Já Vmc. será sabedor como Roque Barreto, sendo capitão, mandou ao sertão 300 homens brancos a descer os nativos e gastou dois anos na viagem, com muitos gastos e mortes, e por ser contra uma lei de El-Rey que os padres da Companhia trouxeram, o governador Diogo Botelho mandou provisão para tomarem o terço para ele, e depois veio a ordem para o quinto.
Sobre isso houve aqui muito trabalho e grandes devassas e ficaram muitos homens encravados, que talvez ha nesta vila hoje mais de 65 homiziados, não tendo ela mais de 190 moradores. Se lá for alguma informação de que a gente desta terra é indômita, creia Vmc. o que lhe parecer, com o resguardo que deve aos seus, que há quem sofra tantos desaforos. [Páginas 731 e 732]
3° fonte: Registro Geral da Câmara Municipal de São Paulo, vol. VII, 1919 (...) da vila e haver muito metal de ferro mais ha na serra de Biraçoiaba 25 léguas daqui para o sertão em terra mais larga e abastada e perto dali como três léguas está a Cahatiba de onde se tirou o primeiro ouro e desde ali ao norte haverá sessenta léguas de cordilheira de terras que todas levam ouro principalmente a serra de Jaraguá de Nossa Senhora do Monserrate e a de Voturuna e outras.
Pode vossa mercê fazer aqui um grande reino a Sua Majestade / há grande meneio (ato ou efeito de menear(-se); balanço, oscilação. 2. movimento do corpo ou de uma de suas partes.) e trato para Angola, Perú e outras partes (...) [Página 112]
Nosso Senhor guarde a vossa mercê e sua família e casa da sua Câmara da vila de São Paulo capitania ide São Vicente 13 de janeiro, Belchior da Costa escrivão o fez no ano 1606. E não há mais humilde e obediente que nós neste estado conforme ao que sofremos. [Pgina 114]
Provisão 20/08/1606 1 fontes 1° fonte: “São Paulo na órbita do Império dos Felipes: Conexões Castelhanas de uma vila da américa portuguesa durante a União Ibérica (1580-1640)” de José Carlos Vilardaga Em relação às minas existentes, além da mina do Jaraguá, de Afonso Sardinha, e que, segundo Taunay, enriquecera também Braz Esteves Leme, e Vuturuna, próxima a Santana de Parnaíba, existiam as chamadas “minas do Geraldo”, no caminho para o morro do Jaraguá.

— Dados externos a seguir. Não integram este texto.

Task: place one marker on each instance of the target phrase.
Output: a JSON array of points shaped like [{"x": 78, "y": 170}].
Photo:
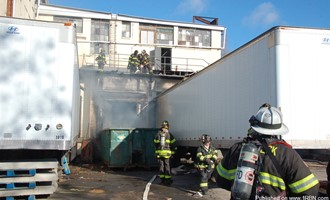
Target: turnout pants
[
  {"x": 205, "y": 175},
  {"x": 164, "y": 169}
]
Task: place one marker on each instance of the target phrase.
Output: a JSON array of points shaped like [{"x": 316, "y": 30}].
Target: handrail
[{"x": 119, "y": 62}]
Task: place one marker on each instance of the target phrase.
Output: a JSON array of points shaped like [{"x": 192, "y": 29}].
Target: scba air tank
[{"x": 245, "y": 174}]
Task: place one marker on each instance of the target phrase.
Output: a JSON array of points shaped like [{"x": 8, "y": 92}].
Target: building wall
[
  {"x": 21, "y": 8},
  {"x": 188, "y": 58},
  {"x": 3, "y": 7}
]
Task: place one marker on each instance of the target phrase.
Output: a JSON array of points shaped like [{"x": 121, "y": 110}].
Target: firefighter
[
  {"x": 281, "y": 171},
  {"x": 134, "y": 63},
  {"x": 164, "y": 150},
  {"x": 100, "y": 59},
  {"x": 145, "y": 62},
  {"x": 328, "y": 178},
  {"x": 206, "y": 158}
]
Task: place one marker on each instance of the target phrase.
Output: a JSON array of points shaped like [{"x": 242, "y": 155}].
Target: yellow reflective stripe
[
  {"x": 225, "y": 173},
  {"x": 272, "y": 180},
  {"x": 167, "y": 176},
  {"x": 304, "y": 184},
  {"x": 203, "y": 185}
]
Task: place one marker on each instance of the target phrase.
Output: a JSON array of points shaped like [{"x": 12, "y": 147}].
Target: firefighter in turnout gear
[
  {"x": 281, "y": 172},
  {"x": 164, "y": 150},
  {"x": 134, "y": 63},
  {"x": 206, "y": 159}
]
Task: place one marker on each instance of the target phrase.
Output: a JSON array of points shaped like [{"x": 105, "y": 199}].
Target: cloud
[
  {"x": 191, "y": 6},
  {"x": 264, "y": 15}
]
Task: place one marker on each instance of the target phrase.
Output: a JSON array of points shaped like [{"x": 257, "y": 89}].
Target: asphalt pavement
[{"x": 98, "y": 182}]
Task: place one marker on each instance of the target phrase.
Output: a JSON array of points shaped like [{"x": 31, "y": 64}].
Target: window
[
  {"x": 97, "y": 46},
  {"x": 165, "y": 36},
  {"x": 100, "y": 30},
  {"x": 77, "y": 21},
  {"x": 99, "y": 36},
  {"x": 194, "y": 37},
  {"x": 126, "y": 30},
  {"x": 153, "y": 34}
]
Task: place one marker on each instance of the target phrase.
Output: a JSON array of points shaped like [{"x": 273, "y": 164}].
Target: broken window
[{"x": 194, "y": 37}]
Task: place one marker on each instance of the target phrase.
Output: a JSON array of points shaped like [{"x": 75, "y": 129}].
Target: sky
[{"x": 243, "y": 19}]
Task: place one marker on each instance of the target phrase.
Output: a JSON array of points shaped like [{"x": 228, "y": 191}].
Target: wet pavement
[{"x": 98, "y": 182}]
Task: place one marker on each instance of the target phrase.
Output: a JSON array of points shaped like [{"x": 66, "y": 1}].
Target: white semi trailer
[
  {"x": 39, "y": 104},
  {"x": 288, "y": 67}
]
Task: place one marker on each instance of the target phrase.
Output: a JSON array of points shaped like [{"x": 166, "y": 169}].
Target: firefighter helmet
[
  {"x": 165, "y": 124},
  {"x": 206, "y": 138},
  {"x": 268, "y": 121}
]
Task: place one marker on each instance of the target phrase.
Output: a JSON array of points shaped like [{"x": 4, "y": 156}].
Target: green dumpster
[{"x": 116, "y": 147}]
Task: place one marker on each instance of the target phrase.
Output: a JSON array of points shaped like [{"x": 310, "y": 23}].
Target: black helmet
[
  {"x": 268, "y": 121},
  {"x": 165, "y": 124},
  {"x": 206, "y": 138}
]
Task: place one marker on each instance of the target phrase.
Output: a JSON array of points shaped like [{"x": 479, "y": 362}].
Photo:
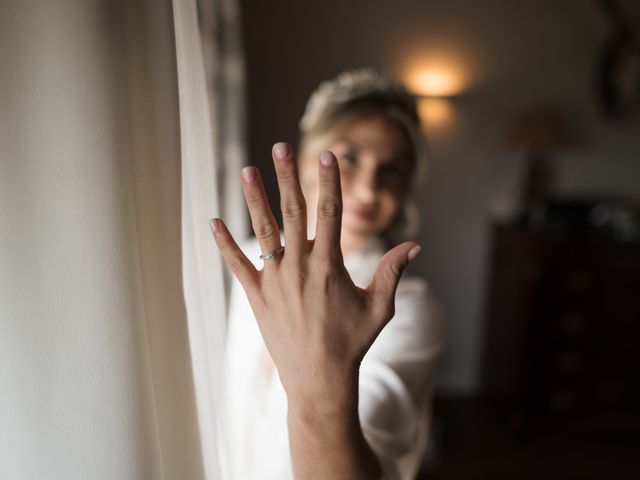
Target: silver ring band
[{"x": 271, "y": 254}]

Estas minas são comprovadas numa carta apócrifa, e sem data, inserida na publicação do Livro Segundo do Governo do Brasil. Provavelmente direcionada a Francisco de Souza, o sujeito relatava, nesta carta, que, depois de quase ter sido preso por tentar averiguar os quintos na casa de fundição da vila, acabou sendo levado por Simão Alvares para ver amostras de ouro trazidas por Clemente Alvares, que havia descoberto e fundido um ouro “mui finíssimo e limpo” e que, segundo “Claudio” (talvez o ourives Claudio Furquim), tinha vantagem “do de Seraldo”, na verdade Geraldo Correia Sardinha.
Sabe-se que, natural de São Paulo, Clemente Alvares era homem empenhado e dedicado aos metais. Parceiro de Afonso Sardinha, o moço, durante suas empreitadas de pesquisa de minas, casou-se com a filha do castelhano Martim Rodrigues Tenório, um dos envolvidos no erguimento do engenho de ferro em Santo Amaro.

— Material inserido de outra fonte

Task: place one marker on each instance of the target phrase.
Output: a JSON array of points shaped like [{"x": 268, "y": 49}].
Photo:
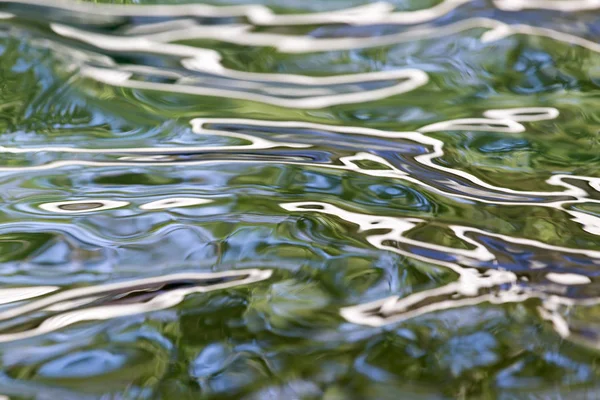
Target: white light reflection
[
  {"x": 174, "y": 202},
  {"x": 160, "y": 299},
  {"x": 523, "y": 114},
  {"x": 82, "y": 206},
  {"x": 11, "y": 295},
  {"x": 471, "y": 288},
  {"x": 373, "y": 13}
]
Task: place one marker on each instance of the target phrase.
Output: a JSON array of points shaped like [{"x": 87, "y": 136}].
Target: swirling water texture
[{"x": 299, "y": 199}]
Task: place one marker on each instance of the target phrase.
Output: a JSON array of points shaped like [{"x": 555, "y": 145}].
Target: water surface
[{"x": 299, "y": 199}]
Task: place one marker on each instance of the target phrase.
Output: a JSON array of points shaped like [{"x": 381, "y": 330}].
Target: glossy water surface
[{"x": 285, "y": 199}]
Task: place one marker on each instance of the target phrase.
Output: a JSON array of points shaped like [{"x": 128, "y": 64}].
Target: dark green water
[{"x": 300, "y": 200}]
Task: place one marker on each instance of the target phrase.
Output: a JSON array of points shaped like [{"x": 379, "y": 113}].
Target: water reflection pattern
[{"x": 408, "y": 192}]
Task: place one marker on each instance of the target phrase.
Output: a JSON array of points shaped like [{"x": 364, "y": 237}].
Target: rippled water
[{"x": 286, "y": 199}]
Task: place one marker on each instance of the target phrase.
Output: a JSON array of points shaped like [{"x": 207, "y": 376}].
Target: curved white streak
[
  {"x": 523, "y": 114},
  {"x": 557, "y": 5},
  {"x": 104, "y": 205},
  {"x": 372, "y": 13},
  {"x": 253, "y": 275},
  {"x": 475, "y": 124},
  {"x": 362, "y": 314},
  {"x": 414, "y": 78},
  {"x": 568, "y": 279},
  {"x": 174, "y": 202},
  {"x": 256, "y": 143},
  {"x": 10, "y": 295},
  {"x": 399, "y": 226},
  {"x": 425, "y": 159}
]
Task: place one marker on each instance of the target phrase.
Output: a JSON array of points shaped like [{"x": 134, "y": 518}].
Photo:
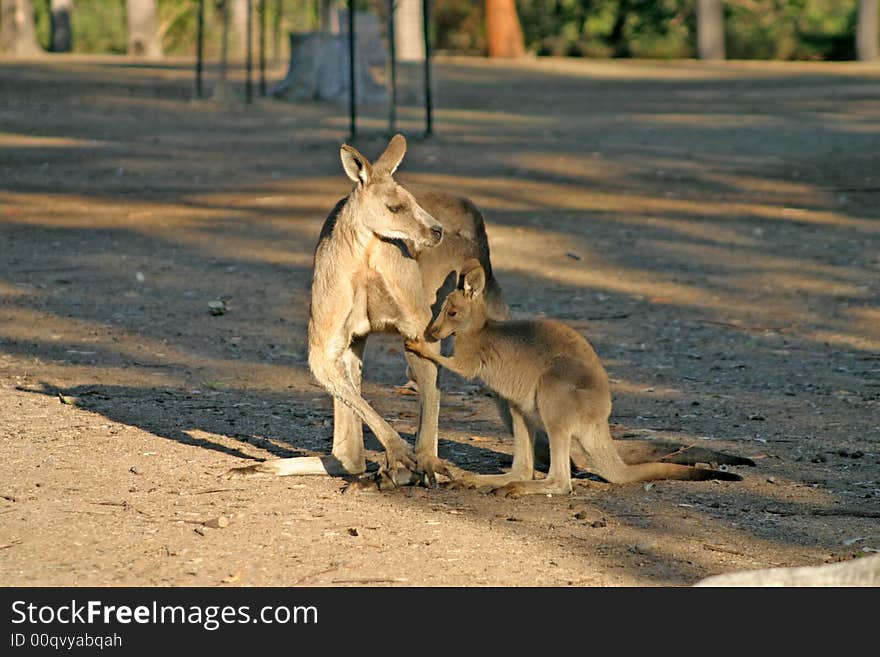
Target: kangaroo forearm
[{"x": 455, "y": 365}]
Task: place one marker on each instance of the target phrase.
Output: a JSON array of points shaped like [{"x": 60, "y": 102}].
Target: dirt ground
[{"x": 714, "y": 230}]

Tornou-se, assim, cunhado do engenheiro flamengo Cornélio de Arzão, também envolvido, a partir de 1609, com a produção de ferro. Em 1600, ficou como guardião de certo metal que parecia prata, e foi responsável por fazer os testes adequados.
As Atas da Câmara denunciam sua presença no sertão, com sua tenda de ferreiro, resgatando com os índios em pelo menos duas ocasiões. Em 1606 – estimada data da carta apócrifa - Clemente compareceu à Câmara de São Paulo para registrar algumas minas que tinha descoberto e, desse modo, não perder os direitos sobre elas, observando o que determinava o novo Regimento das Minas de São Paulo.
É provavelmente deste ouro que nosso missivista em questão falava. Portanto, as notícias concretas destas riquezas minerais são mesmo esparsas e fragmentárias, mas ainda assim sugestivas.